Gerda leefde naar eigen zeggen alsof het leven maakbaar was. „Ik dacht: ik eet gezond, ben in beweging, loop en fiets veel. Wat kan mij overkomen?” Ziek zijn is geen vloek, maar kan juist tot zegen zijn, las ze bij de Engelse theoloog Ryle. „Dat ervaar ik ook zo, dat je gaat nadenken over wat er echt toe doet.” Ze leeft nu meer bij de dag. „Eerder zei ik weleens: Als ik later met pensioen ben, dan… Nu denk ik: dat pensioen moet ik eerst halen.”
Vrij nuchter praat ze over het verlies van haar haar en een borst. „Natuurlijk zit je daar als vrouw niet op te wachten. Maar ik had geen keus, dus heb er ook geen drama van gemaakt. Dit was de beste behandeling.” Ze wil vooral niet in het negatieve blijven hangen. „Ik ben weleens bang geweest dat ik depressief zou worden. En hoewel het zeker zwaar was, heb ik gelukkig ik de moed nooit laten zakken.”
Topzusje
Drie maanden na de diagnose bereikt het coronavirus Nederland. Gerda, kwetsbaar door de chemo, is al bang als mensen hoesten. „Ik had totaal geen weerstand.” Maandenlang zit ze alleen in huis. „Ik had drie uitjes: het ziekenhuis, wandelen en een bezoekje in de veranda van mijn zus en zwager.” Van hen en hun elf kinderen krijgt ze veel steun. „Echt een topzusje”, zegt ze.

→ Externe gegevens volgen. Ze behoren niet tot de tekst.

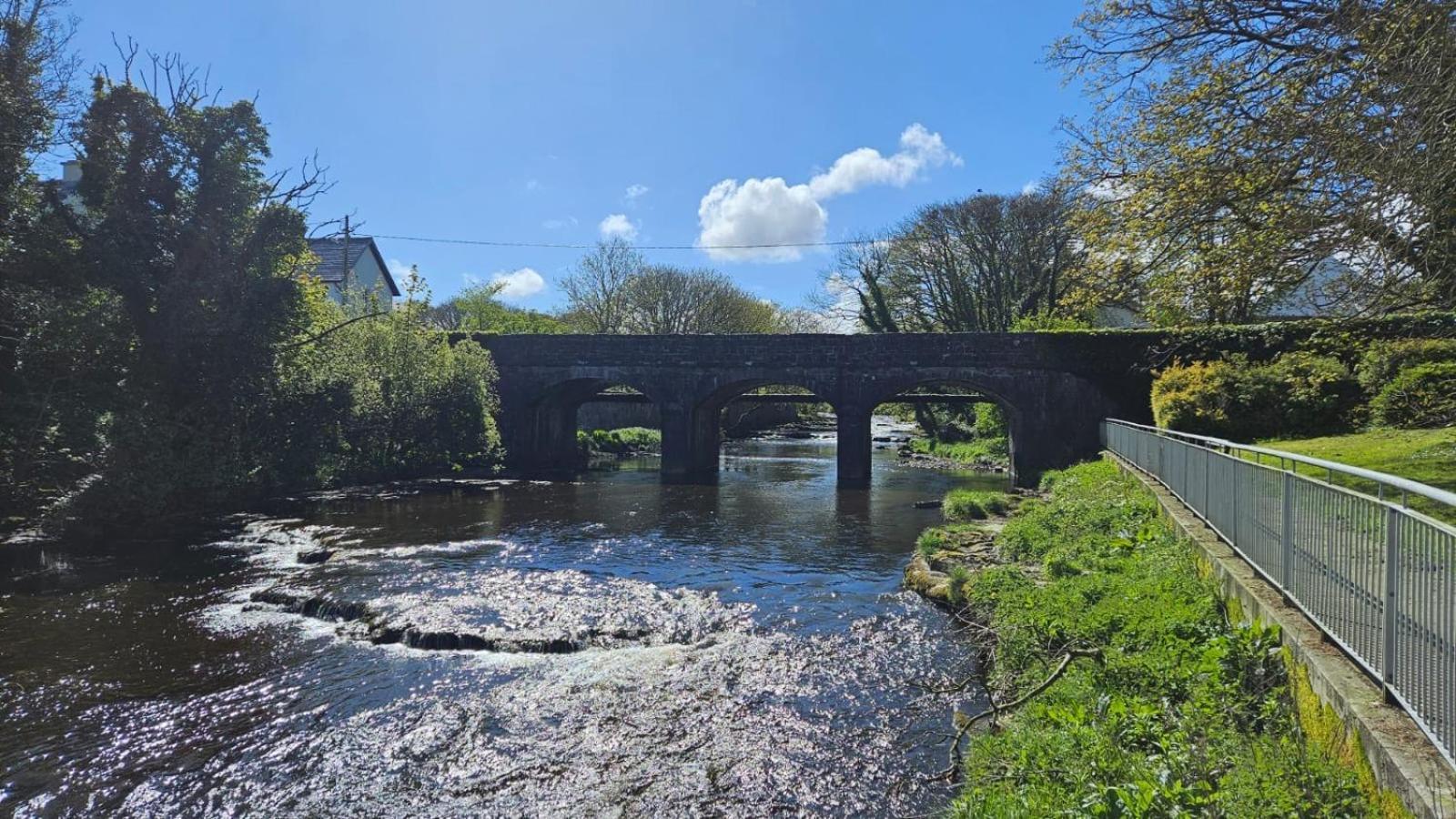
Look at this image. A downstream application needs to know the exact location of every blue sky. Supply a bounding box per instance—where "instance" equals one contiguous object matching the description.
[56,0,1085,309]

Ze is blij dat haar behandelingen nooit zijn afgezegd vanwege de druk op de zorg. Op 5 mei –Bevrijdingsdag– ondergaat ze haar laatste chemo. In het najaar pakt Gerda haar werk weer op, na tien maanden volledig thuiszitten. Eerst twee uurtjes per week, sinds februari werkt ze weer volledig. „Ik ben weer zo goed als de oude. Alleen iets minder onvermoeibaar”, lacht ze. „Net zoals het leven niet maakbaar is, is ook dankbaarheid niet maakbaar. Ik kan dankbaarheid niet toveren. Soms kan ik niet geloven dat het zo goed gaat.”